Posted by Acervo Cultural Bragança Pará on janeiro 01, 2023 | No comments

 

Bragança beira-rio, cidade presépio,

minha Bragança de São Benedito,

cheia de sonhos e poetas:

- Onde estás De Castro de Souza?

-Em que estrela te escondes Alírio Pinheiro?

Eu te pergunto, Bragança minha,

onde perdi aquela pureza de infância,

onde ficou aquela meu primeiro sonho-fantasia,

em que pedra está o epitáfio muito frio

e muito triste do meu primeiro desengano?...

 

Ah, casarão colonial de tanta luz, meu berço,

de vento batido, sobrado da Rua do Mar,

onde aprendi a ser livre como o vento,

a ser sentimental com as cantilenas dos barqueiros,

a ser poeta com o poente sobre o Caeté

a lua cheia, amarela, como rosa chá,

despetalando-se miríades, enquanto mudo que nunca esqueci...

 

Ah, Bragança de meus amores, finados amores,

 onde à luz do luar haviam violões em serenatas,

em que mundos perdi a rara e doce emoção

de já não saber te contemplar tranquila e serena

 nessas noites misteriosas, como fazia outrora!...

 

 Ah, a alma de tua tradição afro-ameríndia,

cidade cheia de lendas e muitos amores:

-Lá vai São Bendito, preto velho, bom e batuta,

todo fim de ano a sua esmolação!...

(Santo milagroso, Santo do meu povo,

A tua casa é a casa da gente cabocla

Que confia muito na tua proteção!...)

 

São João, meu São João da Aldeia!... Ah, que saudades,

vou passar fogueira novamente,

vou acender o meu balão,

Meu São João, “acende a fogueira do meu coração”,

há invernia e tristeza, a tua casa o vento levou,

mas em nós, Voz do Deserto, ainda restou

a tua sagrada devoção...

 

 São Raimundo da Penca, os trilhos da velha ferrovia

eram o caminho e o convite,

havia a tua fé, a tua grande procissão

e a cabocla brejeira,

festa do povo que o vento e o progresso levou!

 

Sta.

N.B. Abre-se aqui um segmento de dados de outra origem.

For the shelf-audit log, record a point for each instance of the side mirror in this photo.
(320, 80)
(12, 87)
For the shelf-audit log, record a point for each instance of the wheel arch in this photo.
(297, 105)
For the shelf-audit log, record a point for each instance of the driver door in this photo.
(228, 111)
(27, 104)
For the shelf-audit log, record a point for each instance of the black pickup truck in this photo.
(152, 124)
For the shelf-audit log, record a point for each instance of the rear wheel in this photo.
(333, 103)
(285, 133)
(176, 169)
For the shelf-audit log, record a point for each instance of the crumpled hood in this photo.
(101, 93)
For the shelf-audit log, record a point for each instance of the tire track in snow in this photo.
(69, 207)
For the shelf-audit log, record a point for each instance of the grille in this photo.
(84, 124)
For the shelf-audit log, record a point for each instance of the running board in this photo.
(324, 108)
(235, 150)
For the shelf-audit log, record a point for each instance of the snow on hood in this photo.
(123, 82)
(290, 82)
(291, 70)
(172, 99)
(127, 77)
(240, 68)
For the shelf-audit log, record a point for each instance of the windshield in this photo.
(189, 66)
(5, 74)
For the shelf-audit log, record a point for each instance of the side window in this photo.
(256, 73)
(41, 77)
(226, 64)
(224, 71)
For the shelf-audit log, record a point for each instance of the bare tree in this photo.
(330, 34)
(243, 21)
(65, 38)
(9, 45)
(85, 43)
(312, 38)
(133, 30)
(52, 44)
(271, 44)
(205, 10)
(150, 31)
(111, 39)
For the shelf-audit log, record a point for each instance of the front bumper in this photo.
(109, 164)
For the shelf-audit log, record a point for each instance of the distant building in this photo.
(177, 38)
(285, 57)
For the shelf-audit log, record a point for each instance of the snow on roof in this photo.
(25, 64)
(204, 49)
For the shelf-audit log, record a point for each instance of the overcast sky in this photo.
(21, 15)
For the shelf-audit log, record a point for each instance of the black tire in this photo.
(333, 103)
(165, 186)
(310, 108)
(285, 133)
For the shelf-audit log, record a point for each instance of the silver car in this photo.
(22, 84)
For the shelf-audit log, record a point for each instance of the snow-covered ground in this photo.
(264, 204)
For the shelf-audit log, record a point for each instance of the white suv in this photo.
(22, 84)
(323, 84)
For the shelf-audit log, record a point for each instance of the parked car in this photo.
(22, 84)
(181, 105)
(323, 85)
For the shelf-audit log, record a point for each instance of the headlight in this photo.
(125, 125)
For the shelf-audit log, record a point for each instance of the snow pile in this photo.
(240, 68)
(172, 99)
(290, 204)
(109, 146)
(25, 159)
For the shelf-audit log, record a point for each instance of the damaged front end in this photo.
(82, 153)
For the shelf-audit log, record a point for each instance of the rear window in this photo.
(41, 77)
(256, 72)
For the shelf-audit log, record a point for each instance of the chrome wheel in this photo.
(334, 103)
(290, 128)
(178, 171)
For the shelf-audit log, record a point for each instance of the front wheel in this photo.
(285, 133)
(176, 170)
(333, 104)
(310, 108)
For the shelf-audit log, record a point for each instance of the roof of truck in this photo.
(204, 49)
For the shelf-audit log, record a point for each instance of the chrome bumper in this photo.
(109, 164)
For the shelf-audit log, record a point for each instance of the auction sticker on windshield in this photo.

Teresinha, a pálida monja de Antônio, o devoto

aos teus pés, na capela do morrozinho,

casais de enamorados e tardes tão líricas,

construíram castelos em sonhos tão puros e tão cândidos!...

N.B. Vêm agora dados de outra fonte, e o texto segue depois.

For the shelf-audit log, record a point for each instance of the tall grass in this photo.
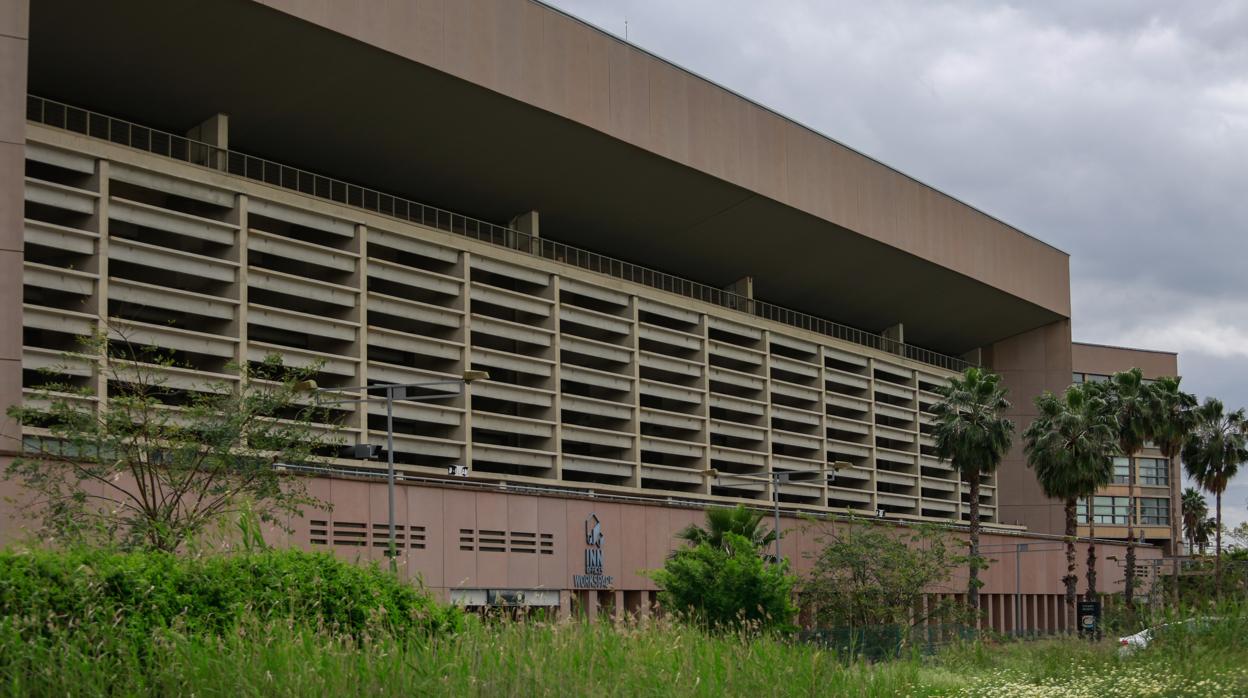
(484, 659)
(109, 626)
(572, 658)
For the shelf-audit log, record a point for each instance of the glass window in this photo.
(1153, 471)
(1110, 510)
(1121, 471)
(1155, 511)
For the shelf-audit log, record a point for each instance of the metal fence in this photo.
(59, 115)
(879, 643)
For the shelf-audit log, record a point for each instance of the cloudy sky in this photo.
(1116, 130)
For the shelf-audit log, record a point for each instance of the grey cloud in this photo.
(1116, 130)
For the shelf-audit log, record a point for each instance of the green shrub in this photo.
(141, 592)
(726, 586)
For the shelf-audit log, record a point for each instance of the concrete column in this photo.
(1030, 363)
(743, 286)
(14, 33)
(528, 222)
(214, 131)
(362, 337)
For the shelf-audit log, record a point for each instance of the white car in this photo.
(1130, 644)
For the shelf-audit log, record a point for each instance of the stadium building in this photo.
(683, 299)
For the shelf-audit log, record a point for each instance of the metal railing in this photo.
(59, 115)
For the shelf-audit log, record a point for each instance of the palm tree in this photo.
(1132, 402)
(1203, 532)
(1212, 456)
(971, 431)
(741, 521)
(1196, 511)
(1173, 421)
(1070, 445)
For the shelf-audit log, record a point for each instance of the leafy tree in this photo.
(1196, 511)
(739, 520)
(1173, 421)
(871, 575)
(155, 463)
(1070, 445)
(972, 432)
(726, 586)
(1133, 406)
(1213, 456)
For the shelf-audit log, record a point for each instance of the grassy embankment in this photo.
(84, 643)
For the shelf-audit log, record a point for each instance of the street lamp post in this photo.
(776, 478)
(392, 392)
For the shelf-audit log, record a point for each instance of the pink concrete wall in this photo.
(638, 537)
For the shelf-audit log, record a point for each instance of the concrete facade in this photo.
(1155, 498)
(614, 387)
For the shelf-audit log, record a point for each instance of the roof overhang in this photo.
(514, 106)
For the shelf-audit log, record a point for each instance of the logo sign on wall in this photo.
(593, 578)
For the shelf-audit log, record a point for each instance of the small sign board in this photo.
(1090, 617)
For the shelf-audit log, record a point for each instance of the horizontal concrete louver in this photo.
(594, 382)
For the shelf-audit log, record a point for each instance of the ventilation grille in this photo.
(488, 541)
(356, 535)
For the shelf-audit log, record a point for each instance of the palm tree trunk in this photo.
(1091, 576)
(1128, 594)
(1217, 548)
(972, 584)
(1071, 580)
(1176, 531)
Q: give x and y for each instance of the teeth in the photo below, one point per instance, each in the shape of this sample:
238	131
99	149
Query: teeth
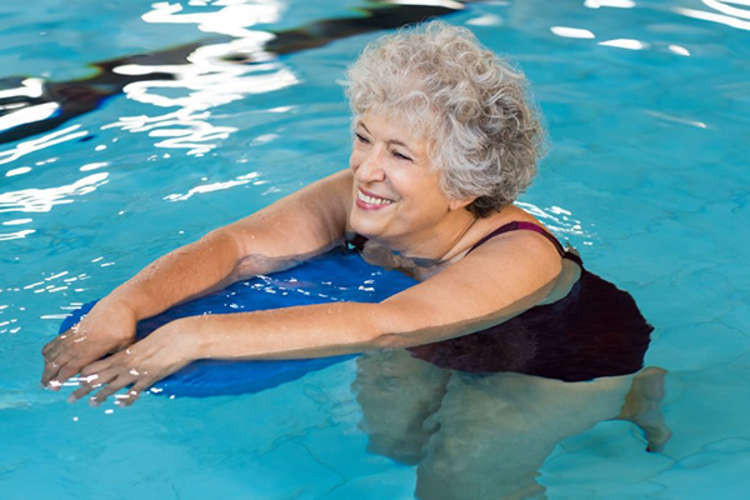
372	201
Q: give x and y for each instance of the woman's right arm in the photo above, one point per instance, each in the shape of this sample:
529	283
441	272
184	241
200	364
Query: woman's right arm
287	232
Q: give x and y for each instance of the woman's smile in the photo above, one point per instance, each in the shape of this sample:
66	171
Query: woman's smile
370	201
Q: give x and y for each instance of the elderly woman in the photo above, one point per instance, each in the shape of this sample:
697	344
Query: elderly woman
444	142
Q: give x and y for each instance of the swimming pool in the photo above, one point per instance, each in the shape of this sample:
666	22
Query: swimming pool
647	109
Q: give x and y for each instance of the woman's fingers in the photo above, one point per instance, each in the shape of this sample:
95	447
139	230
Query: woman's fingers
91	382
51	346
135	392
111	388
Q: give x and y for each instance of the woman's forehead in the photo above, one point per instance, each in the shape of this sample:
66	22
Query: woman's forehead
405	127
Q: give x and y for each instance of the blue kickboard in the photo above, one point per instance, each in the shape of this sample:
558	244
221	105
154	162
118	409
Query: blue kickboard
333	277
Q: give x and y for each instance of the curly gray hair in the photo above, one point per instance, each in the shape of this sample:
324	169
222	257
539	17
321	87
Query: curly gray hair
485	136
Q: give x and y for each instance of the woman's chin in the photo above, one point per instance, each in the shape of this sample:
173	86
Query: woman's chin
366	224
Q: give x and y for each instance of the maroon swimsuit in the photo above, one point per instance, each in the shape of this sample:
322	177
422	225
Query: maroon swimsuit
594	331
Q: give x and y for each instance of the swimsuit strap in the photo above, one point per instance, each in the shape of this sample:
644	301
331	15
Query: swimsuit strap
529	226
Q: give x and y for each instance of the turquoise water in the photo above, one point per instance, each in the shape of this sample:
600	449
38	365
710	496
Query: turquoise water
647	106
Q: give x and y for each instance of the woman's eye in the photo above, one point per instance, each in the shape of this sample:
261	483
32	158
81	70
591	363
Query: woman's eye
401	156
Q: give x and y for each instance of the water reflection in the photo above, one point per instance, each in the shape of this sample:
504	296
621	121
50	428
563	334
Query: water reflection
487	436
235	63
735	17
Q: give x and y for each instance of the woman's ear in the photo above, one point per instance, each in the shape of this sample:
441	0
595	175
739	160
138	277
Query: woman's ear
457	204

Recebe o teu devoto que se foi tão contente

de te conhecer como a mais santa de todas as santas!...

 

Bragança beira-rio, cheio de sonhos,

e sempre havia a menina-moça de cabelos cheios de viração,

e no rosto uns olhos doidos cheios de emoção!...

 

Bragança minha, há saudades no coração,

eu te trago minha alma, minhas mágoas e minhas palavras pobres,

eu toco tua terra e me redimo,

e nestas ruas encontro a tua madrugada sorrindo para mim,

e há a eterna promessa sempre renovada

de ser sempre teu, minha doce amante,

e sinto, de leve, teu beijo de amor

nos meus lábios que sussurram eternamente:

_ VIVA A BRAGANTINIDADE!...

 

Autor: Jorge Daniel de Souza Ramos
Imagens:IBGE Cidades

Referência

Ramos, Jorge Daniel de Souza,1927 - 1981. Toda a poesia de Jorge Ramos. Organização de Celso Luiz Ramo de Medeiros.- Brasília: C.L.R. de Medeiros, 2010, p. 45 a 47.